Tiga detik. Pipi saya tiba-tiba memanas. Bukan karena ditampar, tapi dicubit. Mau
nggak mau saya ketawa, “bener juga lo,
kak!”. Nggak lama, seakan dunia dibalik, saya malah jadi bingung sendiri. Pasalnya,
dari bahan bacaan saya kesemuanya menyebutkan “semakin dekat dua orang, maka
akan semakin banyak yang dibagi dan diceritakan. Mereka akan sharing sehingga obrolan akan semakin
mendalam”.
Kontradiktif. Apa
yang disebutkan dalam buku memang benar, tapi ucapan teman saya pun nggak
salah.
Pindah ke Mc
Donald’s akhirnya kita berdua sadar kalau semuanya ini cuma masalah seberapa
besar hidup kita rela dimasukin orang lain. Apalah bedanya dirinya ini dengan
McD? Ada pintu masuk, drive thru’, kasir, makan di tempat, dibungkus, hingga
ruang kendali. Sama toh?
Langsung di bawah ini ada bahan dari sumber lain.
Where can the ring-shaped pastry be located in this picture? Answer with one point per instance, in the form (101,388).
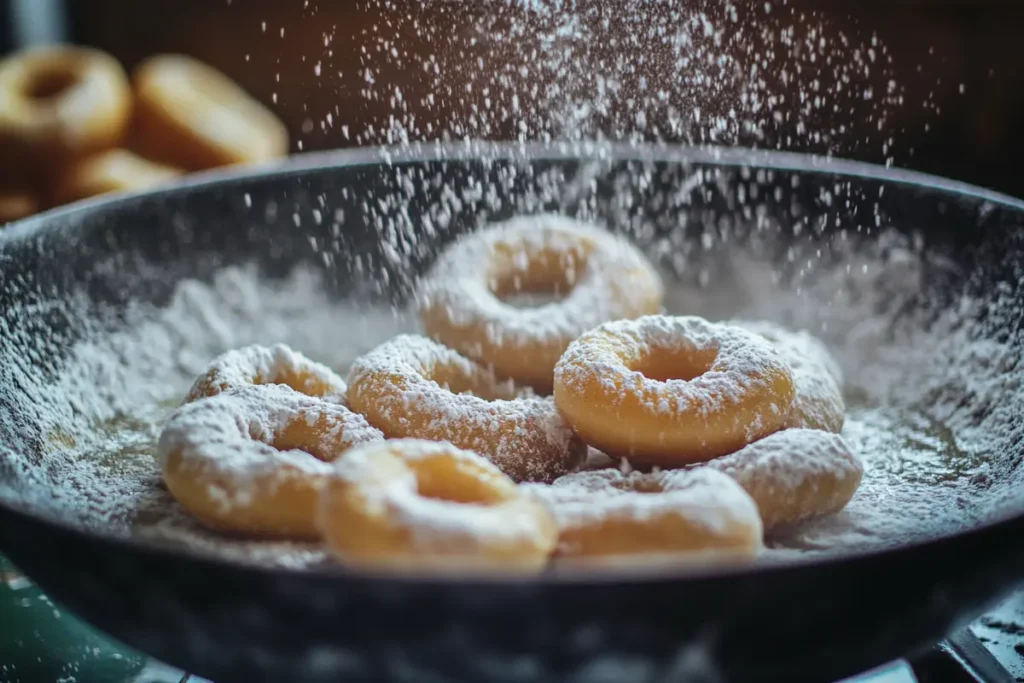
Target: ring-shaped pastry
(607,517)
(599,276)
(672,390)
(251,461)
(413,387)
(425,506)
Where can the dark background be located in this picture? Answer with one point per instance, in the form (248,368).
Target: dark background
(937,48)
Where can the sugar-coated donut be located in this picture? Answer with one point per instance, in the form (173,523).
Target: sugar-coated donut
(416,506)
(267,365)
(795,474)
(16,204)
(412,386)
(192,116)
(110,171)
(59,102)
(601,276)
(816,377)
(609,516)
(252,460)
(672,390)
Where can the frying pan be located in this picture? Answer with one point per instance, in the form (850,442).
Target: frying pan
(77,274)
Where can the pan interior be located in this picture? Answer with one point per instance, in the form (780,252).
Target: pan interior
(110,313)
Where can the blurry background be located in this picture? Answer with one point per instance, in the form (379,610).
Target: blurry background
(331,70)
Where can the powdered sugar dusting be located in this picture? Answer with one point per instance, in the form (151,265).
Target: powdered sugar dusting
(606,357)
(613,280)
(104,413)
(817,379)
(235,433)
(265,365)
(933,387)
(704,497)
(524,435)
(436,524)
(795,474)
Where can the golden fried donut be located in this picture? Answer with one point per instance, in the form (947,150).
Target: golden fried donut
(609,516)
(251,460)
(414,387)
(672,390)
(816,377)
(464,300)
(58,103)
(192,116)
(16,204)
(416,505)
(111,171)
(795,474)
(267,365)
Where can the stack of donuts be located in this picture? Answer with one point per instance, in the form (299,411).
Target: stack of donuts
(73,124)
(589,428)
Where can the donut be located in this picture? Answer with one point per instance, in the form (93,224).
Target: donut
(413,387)
(464,299)
(672,390)
(16,204)
(795,474)
(59,102)
(250,461)
(427,506)
(110,171)
(612,517)
(267,365)
(192,116)
(816,377)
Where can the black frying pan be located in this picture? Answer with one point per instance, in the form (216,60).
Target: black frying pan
(75,274)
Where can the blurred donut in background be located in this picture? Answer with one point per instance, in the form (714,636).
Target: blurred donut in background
(73,125)
(193,116)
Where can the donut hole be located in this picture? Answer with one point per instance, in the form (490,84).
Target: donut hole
(452,480)
(50,82)
(663,365)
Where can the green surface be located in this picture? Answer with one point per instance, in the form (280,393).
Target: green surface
(40,642)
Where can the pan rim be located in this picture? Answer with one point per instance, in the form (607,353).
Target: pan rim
(725,157)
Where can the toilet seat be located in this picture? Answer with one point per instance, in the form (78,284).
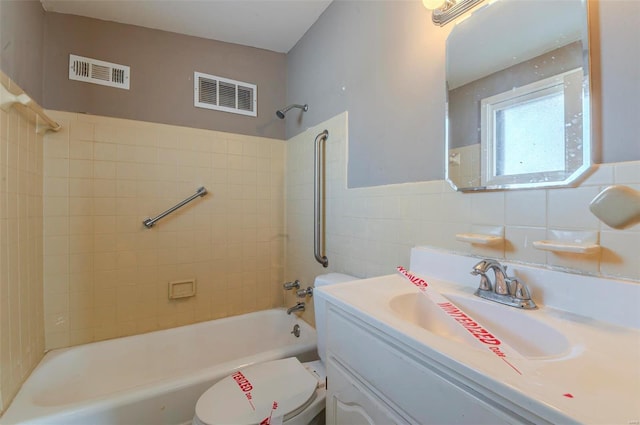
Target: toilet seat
(247,396)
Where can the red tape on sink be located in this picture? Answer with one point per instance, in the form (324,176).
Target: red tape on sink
(483,337)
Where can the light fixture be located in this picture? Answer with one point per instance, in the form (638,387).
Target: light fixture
(447,10)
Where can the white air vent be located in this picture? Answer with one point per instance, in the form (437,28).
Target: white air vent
(98,72)
(222,94)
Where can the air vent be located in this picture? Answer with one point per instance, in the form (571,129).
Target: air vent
(222,94)
(98,72)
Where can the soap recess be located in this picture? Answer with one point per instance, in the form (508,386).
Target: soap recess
(574,242)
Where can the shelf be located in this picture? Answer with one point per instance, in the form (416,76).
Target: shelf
(560,246)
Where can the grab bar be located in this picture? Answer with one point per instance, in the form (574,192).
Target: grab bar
(149,222)
(319,197)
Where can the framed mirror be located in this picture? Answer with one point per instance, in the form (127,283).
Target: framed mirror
(518,96)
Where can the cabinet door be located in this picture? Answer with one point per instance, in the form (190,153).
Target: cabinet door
(349,402)
(410,384)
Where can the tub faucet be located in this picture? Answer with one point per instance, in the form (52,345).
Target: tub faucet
(505,290)
(298,307)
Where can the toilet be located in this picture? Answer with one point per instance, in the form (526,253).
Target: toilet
(277,392)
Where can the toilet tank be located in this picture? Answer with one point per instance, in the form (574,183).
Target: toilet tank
(319,306)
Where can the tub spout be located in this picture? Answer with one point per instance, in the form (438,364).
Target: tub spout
(298,307)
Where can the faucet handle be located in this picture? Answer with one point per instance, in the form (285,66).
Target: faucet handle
(520,290)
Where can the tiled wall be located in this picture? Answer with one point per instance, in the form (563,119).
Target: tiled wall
(21,313)
(371,230)
(106,275)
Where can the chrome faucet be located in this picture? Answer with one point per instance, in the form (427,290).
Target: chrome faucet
(505,290)
(298,307)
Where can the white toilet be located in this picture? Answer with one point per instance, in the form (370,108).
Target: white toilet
(277,392)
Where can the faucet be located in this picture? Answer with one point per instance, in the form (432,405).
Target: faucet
(505,290)
(298,307)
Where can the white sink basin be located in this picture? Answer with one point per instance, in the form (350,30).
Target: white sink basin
(519,329)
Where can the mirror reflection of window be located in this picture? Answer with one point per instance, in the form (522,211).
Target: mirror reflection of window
(527,130)
(533,65)
(531,147)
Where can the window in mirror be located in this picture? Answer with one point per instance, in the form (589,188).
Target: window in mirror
(515,142)
(518,78)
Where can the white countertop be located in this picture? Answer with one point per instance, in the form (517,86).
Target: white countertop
(596,380)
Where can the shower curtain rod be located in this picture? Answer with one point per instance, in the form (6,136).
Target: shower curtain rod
(8,99)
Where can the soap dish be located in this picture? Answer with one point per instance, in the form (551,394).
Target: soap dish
(560,246)
(479,239)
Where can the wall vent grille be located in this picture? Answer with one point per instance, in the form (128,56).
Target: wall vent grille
(98,72)
(223,94)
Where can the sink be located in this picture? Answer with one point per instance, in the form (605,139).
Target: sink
(519,329)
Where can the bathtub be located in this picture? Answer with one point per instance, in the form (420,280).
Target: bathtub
(154,378)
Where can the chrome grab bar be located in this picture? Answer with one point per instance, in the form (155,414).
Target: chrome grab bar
(149,222)
(319,197)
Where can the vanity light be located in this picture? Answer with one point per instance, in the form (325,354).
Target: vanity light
(447,10)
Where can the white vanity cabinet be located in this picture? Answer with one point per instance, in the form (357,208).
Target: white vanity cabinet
(373,378)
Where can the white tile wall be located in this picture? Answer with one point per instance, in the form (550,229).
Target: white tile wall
(371,230)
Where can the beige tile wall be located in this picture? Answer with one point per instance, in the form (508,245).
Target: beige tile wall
(21,312)
(371,230)
(106,275)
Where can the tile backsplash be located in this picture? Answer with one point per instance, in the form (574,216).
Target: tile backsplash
(106,275)
(371,230)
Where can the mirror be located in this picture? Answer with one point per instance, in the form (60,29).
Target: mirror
(518,112)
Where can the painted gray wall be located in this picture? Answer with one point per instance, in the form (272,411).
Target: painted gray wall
(464,101)
(384,63)
(162,65)
(21,44)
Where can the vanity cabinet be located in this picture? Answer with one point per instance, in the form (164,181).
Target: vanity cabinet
(373,378)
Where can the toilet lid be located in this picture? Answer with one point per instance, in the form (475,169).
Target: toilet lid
(255,393)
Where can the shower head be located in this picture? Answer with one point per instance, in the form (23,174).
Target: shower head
(281,112)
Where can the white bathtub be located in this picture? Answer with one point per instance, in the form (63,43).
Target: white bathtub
(154,378)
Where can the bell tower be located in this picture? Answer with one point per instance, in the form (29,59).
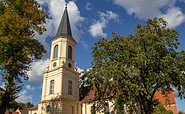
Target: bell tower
(60,92)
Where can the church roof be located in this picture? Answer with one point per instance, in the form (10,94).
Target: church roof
(64,28)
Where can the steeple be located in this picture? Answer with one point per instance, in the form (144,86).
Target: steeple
(64,28)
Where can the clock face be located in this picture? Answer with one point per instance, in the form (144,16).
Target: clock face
(54,64)
(69,65)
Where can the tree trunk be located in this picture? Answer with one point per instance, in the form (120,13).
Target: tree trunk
(5,103)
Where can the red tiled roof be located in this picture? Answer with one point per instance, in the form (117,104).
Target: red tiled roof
(162,99)
(34,108)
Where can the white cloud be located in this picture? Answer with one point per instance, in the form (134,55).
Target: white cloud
(23,98)
(28,87)
(36,74)
(144,9)
(55,12)
(174,17)
(96,29)
(87,6)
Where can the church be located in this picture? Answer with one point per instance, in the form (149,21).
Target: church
(60,92)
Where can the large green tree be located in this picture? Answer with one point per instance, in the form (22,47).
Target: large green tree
(130,69)
(19,21)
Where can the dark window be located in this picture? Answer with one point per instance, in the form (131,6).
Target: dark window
(51,86)
(106,109)
(55,55)
(93,109)
(70,87)
(69,52)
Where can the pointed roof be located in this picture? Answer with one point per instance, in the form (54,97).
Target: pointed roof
(64,28)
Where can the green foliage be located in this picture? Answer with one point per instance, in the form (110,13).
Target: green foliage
(29,105)
(13,104)
(132,68)
(159,108)
(21,106)
(19,21)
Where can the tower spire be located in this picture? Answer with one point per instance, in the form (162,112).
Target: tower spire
(64,28)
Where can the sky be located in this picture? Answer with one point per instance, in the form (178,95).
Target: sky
(93,19)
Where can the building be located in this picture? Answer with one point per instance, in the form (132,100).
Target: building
(60,92)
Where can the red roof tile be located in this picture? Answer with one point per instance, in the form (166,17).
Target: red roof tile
(162,99)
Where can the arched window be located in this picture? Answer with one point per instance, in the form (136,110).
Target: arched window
(106,109)
(48,109)
(70,87)
(69,52)
(55,55)
(52,87)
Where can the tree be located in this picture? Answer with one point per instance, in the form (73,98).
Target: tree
(130,69)
(29,105)
(19,21)
(21,106)
(160,109)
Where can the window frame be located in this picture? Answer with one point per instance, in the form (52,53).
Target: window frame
(70,84)
(51,90)
(70,50)
(55,53)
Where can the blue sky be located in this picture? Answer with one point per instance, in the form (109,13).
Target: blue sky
(93,19)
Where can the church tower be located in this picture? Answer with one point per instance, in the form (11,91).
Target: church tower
(60,92)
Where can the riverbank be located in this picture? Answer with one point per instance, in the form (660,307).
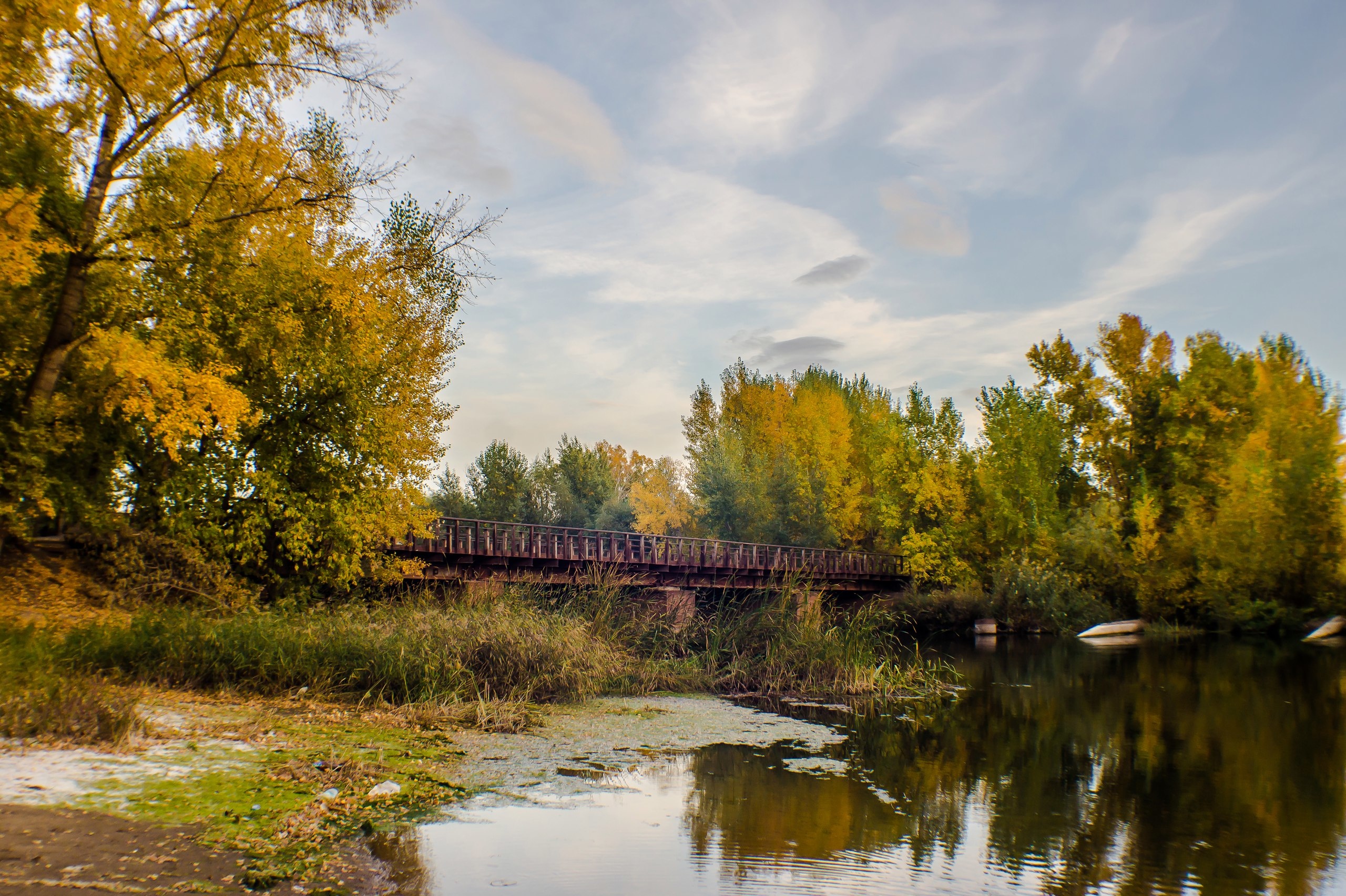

Hidup saya pun begitu. Ada orang yang datang kalau ada
mau atau perlunya saja, ada yang stay lalu kalau sudah bosan pergi, nggak
sedikit juga yang “menawar” lalu pergi, tapi nggak banyak yang bisa masuk
sampai ruang kendali.
Self-disclosure alias segimananya sih kita membuka
diri. Mau berbagi dan bercerita tentang kehidupan, mulai dari hal sepele sampai
yang prinsip. Masalah ketemu setiap hari bikin speechless alias bosen atau nggak, saya rasa itu nggak sepenuhnya
mempengaruhi. Well..nggak sepenuhnya bukan berarti nggak berpengaruh sama
sekali ya! Karena kemarin, saya habis bertemu seseorang setelah tiga tahun
lamanya tetap aja sepanjang jalan kayak barisan tiang listrik di pinggir jalan
alias diem-dieman. Udah saya pancing untuk bercerita sampai nanya hal-hal bego,
jawabannya singkat. Setelah terpojok baru deh orangnya ngaku, “masih ya mau diungkit? Udah nggak ada yang
menarik dalam 3 tahun belakangan ini”. See? He didn’t allow me untuk masuk
lagi ke kehidupannya. I don’t know, mungkin saya sudah terlalu menyakiti atau
introvertnya semakin akut.
Saya jadi
teringat omongan teman saya. Sarkas, tapi menancap.
“Jangan terlalu dekat sama orang kalau urusan lo nggak mau dicampurin. Semakin dekat dengan orang, mereka bakal semakin leluasa ikut campur sama hidup lo. Masuk ke dalamnya. Gue sih ogah. Better come and go, no pain lingers”.
Saat saya
bertanya tentang konstribusinya terhadap orang lain, teman saya yang sarkas cuma
bales, “manfaat kan cuma terjadi saat
itu. Lagian bukan lo juga yang diinget, yang diinget itu jasa lo. Bukan lonya. Berapa
banyak sih orang yang inget orang kalau bukan apa yang dilakuinnya”.